Tehran University of Medical Science, Iran
Seyedmehdi Nourashrafeddin is a recent PhD graduate from Tabriz University of Medical Science, Iran, in the field of Molecular Medicine. He is currently work as an academic research assistant at Magee-Women’s Research Institute, University of Pittsburgh, USA. His research focuses on the molecular mechanisms that govern primate spermatogonial stem cell differentiation. His graduate school research focused on the analysis of gene expression during stem cell-based spermatogenesis in vitro. In 2005, he received his master’s degree in the field of Immunology from Tehran University of Medical Sciences, a premier University in Iran. In addition, from 2004-2006 he worked as a research assistant at the Hematology-Oncology and Stem cell Transplantation Research Center in Tehran, Iran. He is proficient in all standard molecular and cellular biology techniques. He is also an employee as Research Assistant in Tehran University of Medical Science. He has published more than 6 papers in reputed journals.

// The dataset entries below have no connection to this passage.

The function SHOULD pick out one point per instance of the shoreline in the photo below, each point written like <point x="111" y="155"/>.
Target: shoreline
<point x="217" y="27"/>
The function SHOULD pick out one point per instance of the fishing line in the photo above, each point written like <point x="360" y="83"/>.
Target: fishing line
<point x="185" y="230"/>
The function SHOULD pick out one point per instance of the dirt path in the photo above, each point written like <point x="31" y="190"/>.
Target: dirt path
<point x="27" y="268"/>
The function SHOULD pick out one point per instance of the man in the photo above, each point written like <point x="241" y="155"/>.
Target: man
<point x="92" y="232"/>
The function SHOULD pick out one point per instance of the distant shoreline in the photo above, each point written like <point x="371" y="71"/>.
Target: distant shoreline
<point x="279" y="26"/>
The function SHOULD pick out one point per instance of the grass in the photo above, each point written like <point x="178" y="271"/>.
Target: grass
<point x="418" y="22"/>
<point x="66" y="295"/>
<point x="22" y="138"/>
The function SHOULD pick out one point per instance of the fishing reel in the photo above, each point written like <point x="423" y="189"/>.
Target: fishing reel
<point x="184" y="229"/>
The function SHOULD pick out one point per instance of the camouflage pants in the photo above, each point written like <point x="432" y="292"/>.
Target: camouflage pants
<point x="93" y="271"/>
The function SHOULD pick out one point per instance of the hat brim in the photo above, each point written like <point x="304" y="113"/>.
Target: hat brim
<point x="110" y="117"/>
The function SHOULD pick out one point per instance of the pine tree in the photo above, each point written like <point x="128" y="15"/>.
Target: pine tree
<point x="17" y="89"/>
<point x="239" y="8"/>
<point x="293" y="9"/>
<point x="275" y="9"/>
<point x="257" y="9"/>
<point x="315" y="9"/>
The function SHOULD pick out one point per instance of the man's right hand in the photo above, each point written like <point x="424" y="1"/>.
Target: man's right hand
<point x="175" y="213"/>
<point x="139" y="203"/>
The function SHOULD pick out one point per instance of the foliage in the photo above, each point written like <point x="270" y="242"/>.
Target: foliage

Approximately 15% of couples are known to have reproductive problems. Embryonic stem cells (ESCs) are pluripotent stem cells derived from the inner cell mass that able to develop to any kind of cell. Recent studies have shown that soluble growth factors are able to govern progression of the mouse ESC into male germ-like cells in the absence of somatic cell support, and these mouse ESC-derived germ-like cells are able to induce normal fertilization and development in vitro. We inserted a fragment of Stra8 gene promoter (-1400 to +7) in ScaI/HindIII multiple cloning site of pEGFP-1 vector. Then electroporation carried out on embryonic stem cells and positive colonies were selected as puromycin-resistant after treatment with puromycin. All-trans retinoic acid (RA) was used for differentiation of mouse ESCs. We applied RT-PCR, Real-Time PCR and immunocytochemistry to analyze the differential expression of spermatogenesis specific molecular markers during different stages of mouse ESC differentiation in vitro parallel with mouse testis development in vivo. GFP-positive mESC colonies were observed after 72 h RA induction. We differentiate more GFP-positive mouse ESC with RA, and after 30 days of differentiation, typical elongated spermatids appeared in culture media. These germ cells expressed specific molecular markers during development stages in vitro as the same as testis development in vivo. The protamin 1 (Prm1) gene, as post meiotic marker, was expressed after 21 days of RA induction. These results leading us to suggest stem cell-based spermatogenesis in vitro using a backbone vector containing the fusion gene Stra8-EGFP as one of the alternative treatment for infertile subjects that suffering from azospermia. Moreover, we suggest the stem cell-based spermatogenesis in vitro as a potent systematic model for male germ cell development and spermatogenesis studies.